Julian glanced up in surprise. He couldn't remember the last time anyone had actually conversed with him, except to issue encouragements or suggestions to help heighten the pleasure he was giving them.

Or to call him back to bed.

He'd learned very early in life that women only wanted one thing when it came to him-some part of his body buried deep between their legs.

With that thought in mind, he drifted his gaze slowly, leisurely, over her body, stopping at her breasts, which grew tight at his prolonged stare.

Indignantly, she crossed her arms over her chest and waited until he met her gaze.
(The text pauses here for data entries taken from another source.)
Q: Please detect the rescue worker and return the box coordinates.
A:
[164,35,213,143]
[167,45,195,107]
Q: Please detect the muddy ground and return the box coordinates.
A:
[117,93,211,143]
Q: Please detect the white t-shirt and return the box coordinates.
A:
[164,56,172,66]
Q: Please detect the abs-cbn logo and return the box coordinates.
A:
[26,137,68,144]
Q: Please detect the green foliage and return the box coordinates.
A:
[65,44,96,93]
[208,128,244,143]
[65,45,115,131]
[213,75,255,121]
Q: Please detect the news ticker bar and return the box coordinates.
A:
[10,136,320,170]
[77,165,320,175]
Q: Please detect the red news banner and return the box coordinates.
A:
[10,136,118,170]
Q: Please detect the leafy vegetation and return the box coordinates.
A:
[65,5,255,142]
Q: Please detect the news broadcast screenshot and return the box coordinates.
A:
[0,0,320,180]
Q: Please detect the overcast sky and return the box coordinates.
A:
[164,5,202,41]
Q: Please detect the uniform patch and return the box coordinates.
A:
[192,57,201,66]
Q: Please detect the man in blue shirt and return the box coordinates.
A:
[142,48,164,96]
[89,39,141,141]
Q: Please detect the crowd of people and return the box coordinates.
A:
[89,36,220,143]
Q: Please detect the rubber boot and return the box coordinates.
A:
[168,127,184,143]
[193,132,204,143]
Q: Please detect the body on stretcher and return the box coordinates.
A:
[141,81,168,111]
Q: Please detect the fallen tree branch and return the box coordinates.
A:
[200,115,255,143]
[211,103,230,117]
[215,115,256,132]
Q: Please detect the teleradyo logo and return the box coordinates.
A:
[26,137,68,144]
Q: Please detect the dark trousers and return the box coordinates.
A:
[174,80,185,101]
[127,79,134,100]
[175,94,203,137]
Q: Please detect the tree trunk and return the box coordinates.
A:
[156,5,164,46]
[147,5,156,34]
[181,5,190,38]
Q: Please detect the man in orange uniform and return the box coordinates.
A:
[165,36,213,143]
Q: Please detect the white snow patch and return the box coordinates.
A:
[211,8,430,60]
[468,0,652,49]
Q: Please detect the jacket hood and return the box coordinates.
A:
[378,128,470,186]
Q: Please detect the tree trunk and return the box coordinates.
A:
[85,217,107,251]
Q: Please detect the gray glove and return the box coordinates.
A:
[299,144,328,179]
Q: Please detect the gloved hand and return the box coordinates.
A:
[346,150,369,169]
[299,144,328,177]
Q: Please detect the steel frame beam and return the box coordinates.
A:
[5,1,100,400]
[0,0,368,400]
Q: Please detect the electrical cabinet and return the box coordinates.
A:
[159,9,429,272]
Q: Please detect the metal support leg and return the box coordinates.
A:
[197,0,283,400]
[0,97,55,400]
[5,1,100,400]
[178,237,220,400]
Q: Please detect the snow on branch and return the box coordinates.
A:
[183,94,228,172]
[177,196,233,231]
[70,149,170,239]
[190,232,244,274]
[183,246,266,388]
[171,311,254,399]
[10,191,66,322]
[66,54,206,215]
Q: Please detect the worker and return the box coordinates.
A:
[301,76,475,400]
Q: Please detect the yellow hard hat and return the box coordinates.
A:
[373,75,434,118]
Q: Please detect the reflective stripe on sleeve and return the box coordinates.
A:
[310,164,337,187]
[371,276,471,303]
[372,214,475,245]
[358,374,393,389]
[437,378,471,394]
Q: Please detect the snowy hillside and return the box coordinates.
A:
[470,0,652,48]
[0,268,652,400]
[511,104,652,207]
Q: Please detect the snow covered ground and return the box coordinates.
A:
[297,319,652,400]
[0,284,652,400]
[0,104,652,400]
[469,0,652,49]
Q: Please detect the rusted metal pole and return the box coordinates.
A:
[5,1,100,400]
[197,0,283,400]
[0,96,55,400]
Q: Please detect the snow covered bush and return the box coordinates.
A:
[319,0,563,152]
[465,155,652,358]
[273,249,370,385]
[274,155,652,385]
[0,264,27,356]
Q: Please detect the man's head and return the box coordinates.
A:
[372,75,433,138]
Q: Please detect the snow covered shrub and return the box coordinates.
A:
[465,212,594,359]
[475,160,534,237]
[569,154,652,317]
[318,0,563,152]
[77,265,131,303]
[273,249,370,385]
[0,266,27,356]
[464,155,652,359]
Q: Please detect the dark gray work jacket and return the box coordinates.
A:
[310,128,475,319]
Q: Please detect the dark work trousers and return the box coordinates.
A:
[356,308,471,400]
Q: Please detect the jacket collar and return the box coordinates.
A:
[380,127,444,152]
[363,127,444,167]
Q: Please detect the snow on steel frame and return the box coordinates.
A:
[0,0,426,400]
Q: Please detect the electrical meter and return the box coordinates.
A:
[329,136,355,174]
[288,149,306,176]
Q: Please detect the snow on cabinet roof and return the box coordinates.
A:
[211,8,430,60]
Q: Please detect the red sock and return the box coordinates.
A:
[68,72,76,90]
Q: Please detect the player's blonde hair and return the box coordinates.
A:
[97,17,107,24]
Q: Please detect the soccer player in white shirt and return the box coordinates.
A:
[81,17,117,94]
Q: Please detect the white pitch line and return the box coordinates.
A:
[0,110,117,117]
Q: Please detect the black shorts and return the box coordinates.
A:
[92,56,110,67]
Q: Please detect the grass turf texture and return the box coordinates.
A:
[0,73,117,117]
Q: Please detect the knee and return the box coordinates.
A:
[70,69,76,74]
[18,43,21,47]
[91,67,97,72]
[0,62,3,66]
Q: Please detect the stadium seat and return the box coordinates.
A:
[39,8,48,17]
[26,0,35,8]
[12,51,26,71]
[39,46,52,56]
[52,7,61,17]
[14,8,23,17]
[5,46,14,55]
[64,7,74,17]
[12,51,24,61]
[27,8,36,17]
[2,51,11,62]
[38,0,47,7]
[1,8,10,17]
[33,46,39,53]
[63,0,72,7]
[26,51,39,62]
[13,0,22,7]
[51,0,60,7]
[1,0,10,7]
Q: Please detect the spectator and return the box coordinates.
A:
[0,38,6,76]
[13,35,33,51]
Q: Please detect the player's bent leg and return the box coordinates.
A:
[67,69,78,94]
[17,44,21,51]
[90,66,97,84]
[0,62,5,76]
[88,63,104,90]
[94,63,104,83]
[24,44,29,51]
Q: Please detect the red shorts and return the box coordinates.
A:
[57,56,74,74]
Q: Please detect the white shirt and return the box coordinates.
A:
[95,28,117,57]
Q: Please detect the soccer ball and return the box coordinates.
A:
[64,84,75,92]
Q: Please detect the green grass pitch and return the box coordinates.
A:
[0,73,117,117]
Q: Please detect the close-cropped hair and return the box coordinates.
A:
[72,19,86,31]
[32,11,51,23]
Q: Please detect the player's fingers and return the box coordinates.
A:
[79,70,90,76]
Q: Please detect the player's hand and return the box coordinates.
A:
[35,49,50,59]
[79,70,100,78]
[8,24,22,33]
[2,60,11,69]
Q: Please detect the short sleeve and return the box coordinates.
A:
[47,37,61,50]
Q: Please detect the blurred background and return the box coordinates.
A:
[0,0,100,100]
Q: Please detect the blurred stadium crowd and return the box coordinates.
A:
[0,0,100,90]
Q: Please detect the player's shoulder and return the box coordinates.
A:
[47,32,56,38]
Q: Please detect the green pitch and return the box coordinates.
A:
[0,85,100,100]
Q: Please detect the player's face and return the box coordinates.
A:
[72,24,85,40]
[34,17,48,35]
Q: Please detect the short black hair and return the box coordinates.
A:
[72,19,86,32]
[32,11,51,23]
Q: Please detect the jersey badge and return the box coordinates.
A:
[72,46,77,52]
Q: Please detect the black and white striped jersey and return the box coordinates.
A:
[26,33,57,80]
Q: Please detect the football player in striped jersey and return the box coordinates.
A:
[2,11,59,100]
Julian almost laughed. Almost.

"You know," he said, using her words. "There are far more entertaining things to do with a tongue than talk- like run it over your bare breasts and through the hollow of your throat." His gaze dropped down to the table to the approximate area of her lap. "Not to mention other places it can go."

For an instant, Grace was dumbstruck. Then amused.

Then very horny.

As a therapist, she'd heard much more shocking things than that, she reminded herself.

Yeah, but not from a tongue that she wanted to do things with other than talk.

"You're right, there are other things to do with one, like cut it out," she said, taking some satisfaction in the surprise that flickered in his eyes. "But I'm a woman who likes talk and you are here to please me, are you not?"

There was only the subtlest of tenseness to his body as if he resisted his role. "I am."

"Then, tell me what you do while you're in the book."

His gaze bored into hers with a heated intensity that she found unnerving, intriguing, and a bit frightening.

"It's like being trapped inside a sarcophagus," he said quietly. "I hear voices, but I can't see light or anything else. I just stand there, unable to move. Waiting. Listening."

Grace cringed at the very idea. She remembered once, long ago, when she had accidentally locked herself in her father's toolshed. There had been no light, no way out. Terrified, she had felt her lungs seizing up, felt her head go light in panic. She had screamed and pounded on the door until she had bruised her entire hand.